Kurzer, neuerer Überblick. Ein Einstieg für die weitere Beschäftigung mit der Geschichte des deutschen Kolonialreiches, das Bismarck nach 1884 aus innenpolitischen Gründen entgegen seinen ursprünglichen Absichten schuf.

Axel T. G. Riehl, Der "Tanz um den Äquator": Bismarcks antienglische Kolonialpolitik und die Erwartung des Thronwechsels in Deutschland 1883 bis 1885 (Duncker & Humblot, Berlin 1993) 886 Seiten, 76 Euro.

Warum Bismarck dennoch dem Erwerb von "Schutzgebieten" durch das Reich zustimmte, damit befasst sich ausführlich diese umfangreiche Dissertationsschrift.

KAMPF UM HAMBURG – BISMARCKS KONFLIKT MIT DEN SOZIALDEMOKRATEN

Heinrich Laufenberg, Geschichte der Arbeiterbewegung in Hamburg, Altona und Umgegend, Band 1 (J.H.W. Dietz, Berlin 1977; Nachdruck der Ausgabe von 1911) 646 Seiten, in Bibliotheken erhältlich.

Unübertroffen detailreiche Darstellung der frühen Jahre der Hamburger Sozialdemokratie und damit vor allem der Verfolgung unterm Sozialistengesetz. Verfasst hat das Werk der damalige Parteihistoriker der SPD. Der zweite Band erschien 1931.

Jürgen Rath, Arbeit im Hamburger Hafen. Eine historische Untersuchung (Ergebnisse Verlag: Hamburg 1988) 377 Seiten, antiquarisch ab ca. 10 Euro.

Das Hafenleben vor Erfindung des Containers: Von Schauerleuten, Ewerführern, Speicherarbeitern.

DIE LETZTEN JAHRE

Otto Pflanze, Bismarck. Der Reichskanzler (C.H. Beck, München 2008) 800 Seiten, 19,95 Euro.

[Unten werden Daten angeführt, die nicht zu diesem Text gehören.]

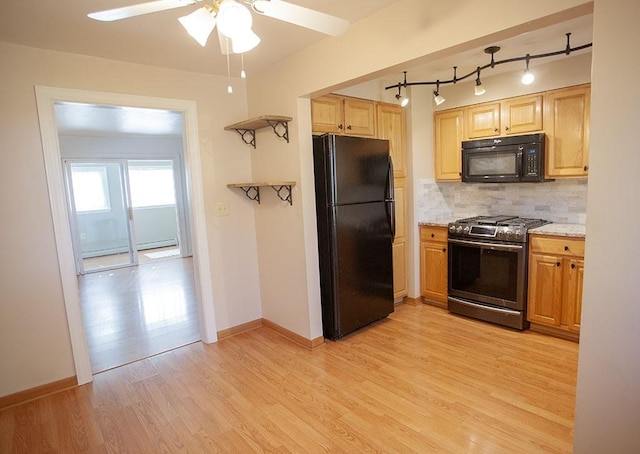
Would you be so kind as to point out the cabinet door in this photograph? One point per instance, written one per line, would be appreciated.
(448, 133)
(521, 115)
(566, 125)
(545, 289)
(572, 311)
(401, 207)
(391, 126)
(326, 115)
(433, 270)
(483, 120)
(399, 250)
(359, 117)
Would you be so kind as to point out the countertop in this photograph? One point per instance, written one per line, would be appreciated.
(557, 229)
(574, 230)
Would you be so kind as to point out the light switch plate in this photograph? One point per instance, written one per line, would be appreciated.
(222, 208)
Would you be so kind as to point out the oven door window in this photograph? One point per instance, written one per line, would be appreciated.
(486, 274)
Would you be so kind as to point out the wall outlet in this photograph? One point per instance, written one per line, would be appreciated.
(222, 208)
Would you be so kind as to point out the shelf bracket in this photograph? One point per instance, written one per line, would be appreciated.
(287, 195)
(252, 192)
(250, 133)
(283, 132)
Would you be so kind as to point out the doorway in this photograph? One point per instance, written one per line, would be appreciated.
(118, 207)
(46, 98)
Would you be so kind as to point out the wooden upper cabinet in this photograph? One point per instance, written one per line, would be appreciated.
(359, 117)
(521, 115)
(448, 136)
(567, 115)
(511, 116)
(326, 115)
(391, 126)
(483, 120)
(343, 115)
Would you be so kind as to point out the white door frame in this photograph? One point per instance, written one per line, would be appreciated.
(45, 99)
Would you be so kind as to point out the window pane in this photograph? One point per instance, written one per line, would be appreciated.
(90, 188)
(151, 184)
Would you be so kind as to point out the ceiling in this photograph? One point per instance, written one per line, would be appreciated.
(158, 39)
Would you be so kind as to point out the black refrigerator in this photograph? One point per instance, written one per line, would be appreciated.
(356, 226)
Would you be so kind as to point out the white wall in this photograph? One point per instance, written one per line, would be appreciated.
(608, 396)
(34, 335)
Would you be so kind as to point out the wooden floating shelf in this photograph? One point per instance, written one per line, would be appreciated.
(252, 190)
(247, 128)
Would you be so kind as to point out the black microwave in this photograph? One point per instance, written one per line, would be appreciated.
(511, 159)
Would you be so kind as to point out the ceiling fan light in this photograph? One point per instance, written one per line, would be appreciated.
(234, 19)
(244, 42)
(199, 24)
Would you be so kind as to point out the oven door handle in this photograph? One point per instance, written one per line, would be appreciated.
(485, 245)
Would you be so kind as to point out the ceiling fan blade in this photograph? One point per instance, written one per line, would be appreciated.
(304, 17)
(139, 9)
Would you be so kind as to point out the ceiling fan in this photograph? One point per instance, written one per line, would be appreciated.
(233, 19)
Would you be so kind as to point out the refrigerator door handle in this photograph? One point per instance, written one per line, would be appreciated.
(390, 201)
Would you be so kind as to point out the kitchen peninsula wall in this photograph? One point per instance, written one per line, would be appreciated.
(563, 201)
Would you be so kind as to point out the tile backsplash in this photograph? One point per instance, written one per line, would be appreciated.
(563, 201)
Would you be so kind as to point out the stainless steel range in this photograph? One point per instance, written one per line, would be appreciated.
(488, 268)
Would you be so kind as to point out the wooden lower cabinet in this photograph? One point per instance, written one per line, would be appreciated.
(556, 272)
(433, 264)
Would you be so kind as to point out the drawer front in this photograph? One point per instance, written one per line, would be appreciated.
(557, 245)
(429, 233)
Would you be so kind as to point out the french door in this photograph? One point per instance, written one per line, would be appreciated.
(100, 213)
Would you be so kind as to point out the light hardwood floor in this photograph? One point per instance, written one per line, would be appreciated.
(135, 312)
(420, 381)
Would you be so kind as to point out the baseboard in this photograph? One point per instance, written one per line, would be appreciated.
(430, 302)
(37, 392)
(310, 344)
(411, 301)
(228, 332)
(555, 332)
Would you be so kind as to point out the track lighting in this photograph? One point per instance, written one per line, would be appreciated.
(403, 100)
(527, 77)
(436, 95)
(479, 89)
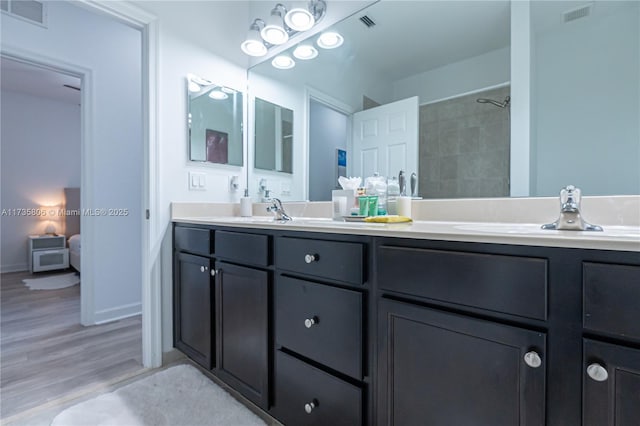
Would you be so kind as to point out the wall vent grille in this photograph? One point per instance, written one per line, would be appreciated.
(579, 13)
(29, 10)
(367, 21)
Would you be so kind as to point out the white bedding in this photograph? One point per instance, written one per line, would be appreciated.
(74, 251)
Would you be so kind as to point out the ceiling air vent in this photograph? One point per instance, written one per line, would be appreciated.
(581, 12)
(29, 10)
(367, 21)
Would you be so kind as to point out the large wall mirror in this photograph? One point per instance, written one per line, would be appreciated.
(273, 137)
(214, 122)
(513, 98)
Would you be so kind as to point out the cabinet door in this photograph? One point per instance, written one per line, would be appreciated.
(611, 385)
(243, 330)
(438, 368)
(192, 305)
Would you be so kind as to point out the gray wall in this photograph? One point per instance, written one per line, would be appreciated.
(464, 147)
(328, 131)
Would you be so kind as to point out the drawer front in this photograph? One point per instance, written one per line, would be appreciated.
(193, 240)
(611, 297)
(341, 261)
(335, 402)
(320, 322)
(506, 284)
(246, 248)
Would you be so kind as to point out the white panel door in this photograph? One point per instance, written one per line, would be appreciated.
(385, 139)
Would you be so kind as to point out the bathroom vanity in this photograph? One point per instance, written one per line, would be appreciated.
(322, 323)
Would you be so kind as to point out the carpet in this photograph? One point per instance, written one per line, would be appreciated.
(52, 282)
(179, 395)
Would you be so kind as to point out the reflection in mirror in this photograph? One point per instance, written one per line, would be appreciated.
(568, 114)
(214, 122)
(273, 137)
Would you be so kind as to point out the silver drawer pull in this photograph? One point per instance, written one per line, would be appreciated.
(309, 258)
(532, 359)
(597, 372)
(308, 407)
(309, 322)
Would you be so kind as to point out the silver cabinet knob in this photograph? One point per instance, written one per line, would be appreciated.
(597, 372)
(532, 359)
(308, 407)
(309, 322)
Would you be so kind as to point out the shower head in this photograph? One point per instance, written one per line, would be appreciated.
(504, 104)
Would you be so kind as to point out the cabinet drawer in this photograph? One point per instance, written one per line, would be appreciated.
(611, 295)
(193, 240)
(246, 248)
(320, 322)
(506, 284)
(341, 261)
(298, 385)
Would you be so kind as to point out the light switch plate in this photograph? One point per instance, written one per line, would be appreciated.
(197, 181)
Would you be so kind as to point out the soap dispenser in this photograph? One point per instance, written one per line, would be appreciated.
(246, 209)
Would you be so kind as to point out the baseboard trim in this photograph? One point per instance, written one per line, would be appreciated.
(117, 313)
(16, 267)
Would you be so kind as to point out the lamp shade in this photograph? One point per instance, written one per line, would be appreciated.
(274, 31)
(299, 18)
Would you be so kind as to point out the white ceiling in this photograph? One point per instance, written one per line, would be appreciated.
(417, 36)
(37, 81)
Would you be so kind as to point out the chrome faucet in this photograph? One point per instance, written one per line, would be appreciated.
(278, 211)
(570, 217)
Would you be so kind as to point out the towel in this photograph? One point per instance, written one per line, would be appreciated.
(392, 218)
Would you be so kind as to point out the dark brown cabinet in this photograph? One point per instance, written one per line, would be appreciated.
(242, 323)
(611, 385)
(193, 301)
(438, 368)
(329, 329)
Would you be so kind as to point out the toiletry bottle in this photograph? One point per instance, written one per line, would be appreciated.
(246, 209)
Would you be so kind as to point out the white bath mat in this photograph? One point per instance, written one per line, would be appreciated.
(177, 396)
(52, 282)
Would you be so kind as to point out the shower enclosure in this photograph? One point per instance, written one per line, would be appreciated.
(464, 146)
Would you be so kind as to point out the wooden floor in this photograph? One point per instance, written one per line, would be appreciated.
(45, 354)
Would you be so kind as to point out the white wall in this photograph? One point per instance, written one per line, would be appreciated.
(112, 51)
(479, 72)
(40, 156)
(587, 103)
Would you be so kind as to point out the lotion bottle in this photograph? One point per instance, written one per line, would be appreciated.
(246, 209)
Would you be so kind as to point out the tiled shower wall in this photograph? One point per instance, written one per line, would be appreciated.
(464, 147)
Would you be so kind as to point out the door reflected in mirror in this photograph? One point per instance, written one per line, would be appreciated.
(273, 137)
(214, 122)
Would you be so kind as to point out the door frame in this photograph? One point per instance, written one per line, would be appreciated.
(147, 23)
(316, 95)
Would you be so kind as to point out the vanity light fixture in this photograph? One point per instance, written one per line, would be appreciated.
(274, 32)
(283, 62)
(330, 40)
(305, 52)
(281, 25)
(253, 45)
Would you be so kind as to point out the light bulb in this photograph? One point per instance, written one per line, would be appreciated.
(299, 19)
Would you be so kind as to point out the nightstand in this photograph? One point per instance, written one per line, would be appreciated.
(48, 252)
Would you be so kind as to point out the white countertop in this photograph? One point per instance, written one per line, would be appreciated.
(623, 238)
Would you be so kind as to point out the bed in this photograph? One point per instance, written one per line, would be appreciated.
(72, 225)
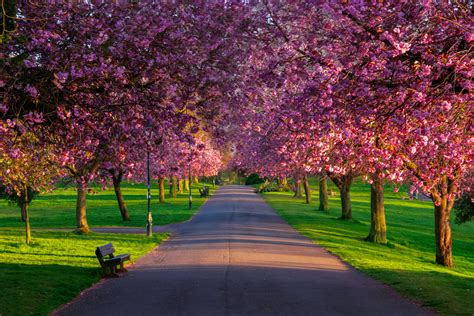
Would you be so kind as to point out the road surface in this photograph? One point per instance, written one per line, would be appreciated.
(237, 257)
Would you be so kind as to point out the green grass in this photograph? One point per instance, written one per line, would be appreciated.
(58, 265)
(54, 269)
(406, 262)
(57, 209)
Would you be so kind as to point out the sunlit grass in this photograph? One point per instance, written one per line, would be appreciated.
(57, 209)
(407, 261)
(56, 267)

Die acht Jahre nach Bismarcks Entlassung werden in den meisten Biografien nur auf wenigen Seiten behandelt. Wenigstens zwei der Standardwerke gehen dennoch ausführlicher auf die Zeit ein, in der letztlich der Mythos Bismarck entstand: Der amerikanische Historiker Otto Pflanze beschreibt im zweiten Teil seiner Lebensbeschreibung nicht nur - unter akribischer Berücksichtigung der Krankengeschichte - die Entwicklung des Geschassten zum Schreckgespenst für Kaiser und Regierung, sondern zieht auch eine ernüchternde Bilanz für dessen Lebenswerk, das sich weitgehend darin erschöpft habe, den "Fortbestand eines eigentlich zum Untergang verurteilten Systems" künstlich zu verlängern: "Der größte Teil des von Bismarck Geschaffenen verschwand innerhalb von fünfzig Jahren nach seinem Tod".

Ernst Engelberg, Bismarck, Band 2: Das Reich in der Mitte Europas (Deutscher Taschenbuch Verlag, München 1993, 600 Seiten, antiquarisch ab ca. zwei Euro.

Der marxistische Historiker Ernst Engelberg, der große alte Mann der DDR-Geschichtswissenschaft, beschreibt im letzten Band seiner 1600-Seiten-Biografie ausführlich, wie der Alte vom Sachsenwald in seinen letzten Jahren zwar geradezu kultisch "verehrt, aber nicht mehr gehört" wird - und bringt dabei dem Sozialistenfresser Bismarck mehr Sympathie entgegen als mancher Kollege aus dem kapitalistischen Westen.